Tuesday, November 22, 2016

Who Are The Rohingnya? Why Are They Victims Of Such Gravity From The Myanmar Government/People?

The Rohingya people of Arakan are mostly Muslims with a small Hindu population among them. They are racially Indo-Semitic. They are not an ethnic group developed from one tribal group affiliation or single racial stock. Tides of people like the Brahmins from India, Arabs, Moghuls, Bengalis, Turks and people from Central Asia, came mostly as traders, warriors and preachers overland or through the sea route to Arakan. 

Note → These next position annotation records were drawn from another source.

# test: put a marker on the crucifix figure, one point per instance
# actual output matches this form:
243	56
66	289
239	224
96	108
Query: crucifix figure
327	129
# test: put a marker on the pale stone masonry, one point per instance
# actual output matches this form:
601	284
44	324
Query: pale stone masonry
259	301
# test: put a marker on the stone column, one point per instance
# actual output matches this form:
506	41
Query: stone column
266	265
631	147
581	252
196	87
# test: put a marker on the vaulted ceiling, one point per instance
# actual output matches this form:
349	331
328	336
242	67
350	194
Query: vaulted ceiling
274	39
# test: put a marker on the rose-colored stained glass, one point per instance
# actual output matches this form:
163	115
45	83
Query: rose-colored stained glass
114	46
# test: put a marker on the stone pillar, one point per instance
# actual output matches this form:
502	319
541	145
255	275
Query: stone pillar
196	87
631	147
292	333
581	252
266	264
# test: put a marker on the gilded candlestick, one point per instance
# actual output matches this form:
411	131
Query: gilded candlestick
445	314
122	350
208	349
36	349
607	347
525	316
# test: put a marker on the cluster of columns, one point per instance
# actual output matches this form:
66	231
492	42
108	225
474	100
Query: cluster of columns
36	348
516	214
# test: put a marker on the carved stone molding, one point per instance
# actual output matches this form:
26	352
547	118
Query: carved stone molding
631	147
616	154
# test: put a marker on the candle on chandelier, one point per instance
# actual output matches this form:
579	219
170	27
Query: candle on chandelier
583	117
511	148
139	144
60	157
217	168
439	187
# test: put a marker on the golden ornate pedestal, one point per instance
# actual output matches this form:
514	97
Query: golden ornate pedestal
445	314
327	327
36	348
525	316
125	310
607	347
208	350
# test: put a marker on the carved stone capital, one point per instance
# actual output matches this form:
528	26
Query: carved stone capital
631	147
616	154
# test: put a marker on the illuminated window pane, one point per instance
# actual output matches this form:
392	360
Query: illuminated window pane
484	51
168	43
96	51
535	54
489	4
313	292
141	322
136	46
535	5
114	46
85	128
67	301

Many settled in Arakan, during the Indian Chandra period, mixing with the local people formed the first nucleus of the Rohingya people in Arakan. Hence due to their settlement and common sufferings in Myanmar, they are identified found as the Rohingyas of Arakan, chronicled from the 3rd century to 1406 A.D. 
The language of the Chandras was proto-Chittagonian: Sanskrit, Pali, and Arabic mixed similar to what Francis Buchanon Hamilton found in 1799 with Rohingyas in Burma spoken by the Chakmas and Thanchangras of Arakan and Bangladesh, with its written form similar to Bengali found in the Anand Chandra Inscription (reference to the Vaishali and The Indianization of Arakan by Noel Singer); the controlled territories as far north to Chittagong.
Dated from 957 A.D. there had been a huge migration of Tibeto-Burman Theraveda Buddhist population into the plains of Arakan. They took possession of Arakan from the Chandras thus forcing the Indian looking people to retreat either towards the northern part of Arakan or back to Bengal, making it the first Indian exodus of Arakaniese people into Bengal. 

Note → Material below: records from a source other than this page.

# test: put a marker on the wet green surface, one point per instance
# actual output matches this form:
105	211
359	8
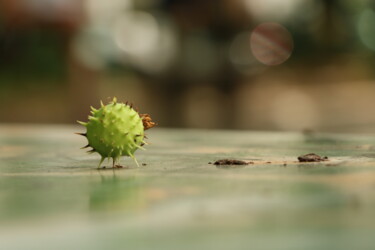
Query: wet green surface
52	197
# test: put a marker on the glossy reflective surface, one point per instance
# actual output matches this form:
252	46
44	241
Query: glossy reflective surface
52	197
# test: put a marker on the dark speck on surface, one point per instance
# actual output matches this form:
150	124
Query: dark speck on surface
312	158
230	162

Following to the event of 1784 Burmese invasion of Arakan, Burmese king took the Arakani chronicles to Burma proper. The Arakani Sanskrit chronicles were rewritten in Burmese along with a tendentious interpretation of events entered into the present Arakani history to purify Arakan of Muslim traces for their only Buddhist mongoloid race dated past 3000 years.

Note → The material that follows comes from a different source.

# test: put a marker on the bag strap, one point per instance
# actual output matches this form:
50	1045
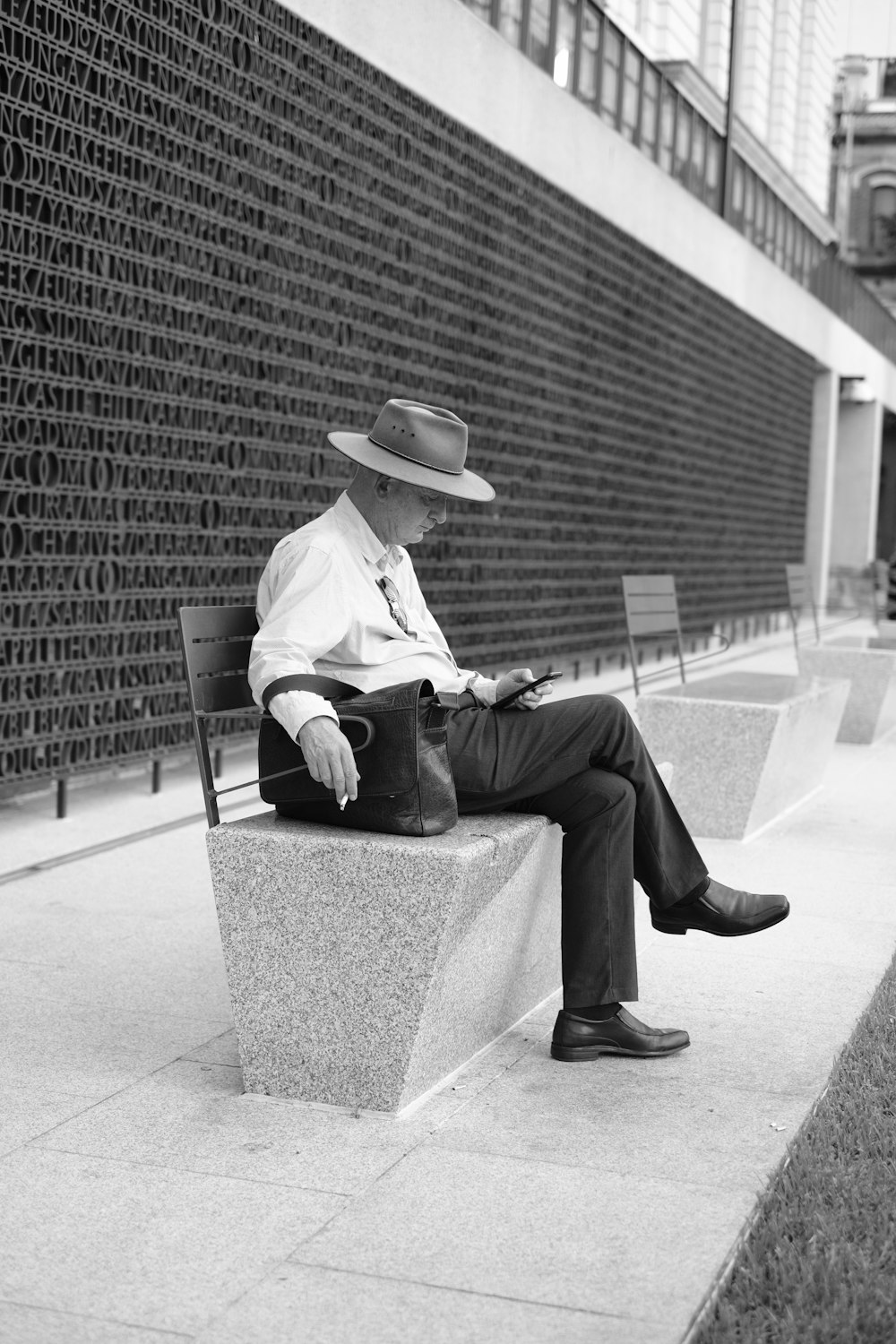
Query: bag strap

The Burmese has deep rooted grudge and infinite hatred, especially when the Rohingyas recruited to wage war under the colors of the British military in the First, Second and Third Anglo-Burmese War and where they lost, resulting the Rohingya people returning to Arakan.
The early history of Arakan has been generally considered to be that of a province of eastern India, yet has been neglected by both Indian and Southeast Asian historians. The dynamics of the Arakan history needs to be examine from the beginnings of urbanization until the rise of the Burmese empire which subsequently dominated Arakanese culture and the Rohingnyas, a stateless people. 
Reflecting on the Chandra rule, the vast territories encompassing Chittagong should rightfully be the land for the Rohingnyas and not the Bangladeshi. In 1958, exodus of Rohingnyas refugees were allowed to enter refugees camps in Bangladesh.